If someone asks, “Do you need anything?”, don’t auto-reply “I’m fine.” You’re not. Let people help with deliveries, errands, company, admin, logistics. You will remember kindness with startling clarity.

Recovery: Switch the Mindset

Rest without guilt. Watch the comfort TV. Let your brain soften. Don’t force productivity because someone suggests you “finally write that book.” Sometimes staying mentally and physically still enough to heal is the only job.

And try, gently, to find the silver linings:

  • deeper conversations with friends or family you don’t speak to enough on the phone or video calls
  • catch up on those podcasts you’ve been meaning to listen to
  • familiarise yourself with what it means to be fully present and just be

A Note for Friends & Colleagues: What to Say (and What Not To)

Do: message. even a short one.

Do: offer something specific (“Can I send snacks?” could be a more effective prompt than “Let me know if you need anything.”)

Do: understand replies may be slow or absent.

Avoid: breezy optimism like “you’ll be back to normal in no time.”

It can land badly – especially if the situation is serious, long-term, or unknown.

What Hotels Need to Get Right When a Guest is Immobilised

There’s a difference between accessible and actually workable when you cannot move.

Juliet catches up on some reading

Room essentials

  • Controls you can reach from bed (lights, temperature, curtains)
  • Accessible power sockets beside the bed
  • Space to manoeuvre without obstacle-course furniture
  • Reliable air-conditioning and good ventilation
  • Strong Wi-Fi and simple TV/streaming access
  • A mini-fridge you can access without standing
  • Flexible room service with genuinely nourishing options
  • Ice on request (and not treated like a drama)
  • Water replenished without making you beg for it (ideally not just in small plastic bottles)

Bathroom essentials

  • Walk-in shower, non-slip flooring
  • Proper grab rails (not flimsy add-ons)
  • Shower chair and handheld shower head
  • Toilet height/support that works for limited mobility
  • Towels placed within reach
  • Emergency cord that genuinely connects to a response

Human essentials

This is the part most hotels get wrong – and it costs them far more than they realise.

A quick sincere, human welfare check-in.

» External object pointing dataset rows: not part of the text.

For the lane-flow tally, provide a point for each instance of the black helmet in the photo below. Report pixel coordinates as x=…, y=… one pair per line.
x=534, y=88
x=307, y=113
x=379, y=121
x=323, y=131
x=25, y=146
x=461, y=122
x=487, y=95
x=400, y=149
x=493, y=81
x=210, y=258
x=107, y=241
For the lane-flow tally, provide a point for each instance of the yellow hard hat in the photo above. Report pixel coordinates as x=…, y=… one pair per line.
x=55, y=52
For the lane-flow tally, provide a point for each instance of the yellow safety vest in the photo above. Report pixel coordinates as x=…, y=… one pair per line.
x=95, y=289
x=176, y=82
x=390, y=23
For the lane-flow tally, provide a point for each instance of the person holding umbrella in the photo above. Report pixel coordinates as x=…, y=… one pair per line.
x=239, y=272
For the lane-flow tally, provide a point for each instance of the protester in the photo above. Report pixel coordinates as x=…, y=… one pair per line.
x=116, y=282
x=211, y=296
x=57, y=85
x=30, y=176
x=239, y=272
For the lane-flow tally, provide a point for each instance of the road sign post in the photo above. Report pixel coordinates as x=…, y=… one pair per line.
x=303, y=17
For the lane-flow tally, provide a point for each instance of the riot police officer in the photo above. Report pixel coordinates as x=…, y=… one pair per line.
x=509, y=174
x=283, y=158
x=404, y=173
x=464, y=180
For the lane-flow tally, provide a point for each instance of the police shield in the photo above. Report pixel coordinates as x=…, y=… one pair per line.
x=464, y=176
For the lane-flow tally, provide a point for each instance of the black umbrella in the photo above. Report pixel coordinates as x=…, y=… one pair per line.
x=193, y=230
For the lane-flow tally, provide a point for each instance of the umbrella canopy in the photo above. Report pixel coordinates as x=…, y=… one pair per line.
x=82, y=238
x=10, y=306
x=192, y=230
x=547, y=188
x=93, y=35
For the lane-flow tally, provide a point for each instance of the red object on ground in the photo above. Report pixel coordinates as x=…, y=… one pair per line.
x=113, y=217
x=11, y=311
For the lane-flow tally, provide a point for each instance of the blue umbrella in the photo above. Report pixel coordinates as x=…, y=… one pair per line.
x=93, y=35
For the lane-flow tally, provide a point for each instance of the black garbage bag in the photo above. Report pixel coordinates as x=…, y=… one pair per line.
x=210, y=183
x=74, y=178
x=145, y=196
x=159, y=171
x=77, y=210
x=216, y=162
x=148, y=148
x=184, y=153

A friendly hello. Eye contact. A name used kindly.

When you’re injured and alone, staff may be your only human contact that day.

One of my lowest moments was being wheeled outside for a rare dose of sunlight – and on return being pushed back into my room and left like a piece of luggage, without a word. It doesn’t take much to make someone feel human. It takes even less to make them feel erased.

If your staff do one thing better:

Speak to the person, not over them. Ask if they’re comfortable. Make sure they can reach what they need before you leave. Communicate between shifts so the guest isn’t forced to re-explain their situation again and again.

Quality hospitality is not just service. It is care, delivered with dignity.

The Real Lesson

That pitch-black hotel room taught me more than any wellness retreat ever could: how fragile bodies are, how quickly independence can disappear, and how much the world still assumes mobility.

Sometimes your body forces the sabbatical you didn’t know you needed.

And if travel teaches anything worth keeping, it’s this: we are all only ever temporarily able-bodied. The future of travel — and of luxury, belongs to the places that plan for that truth.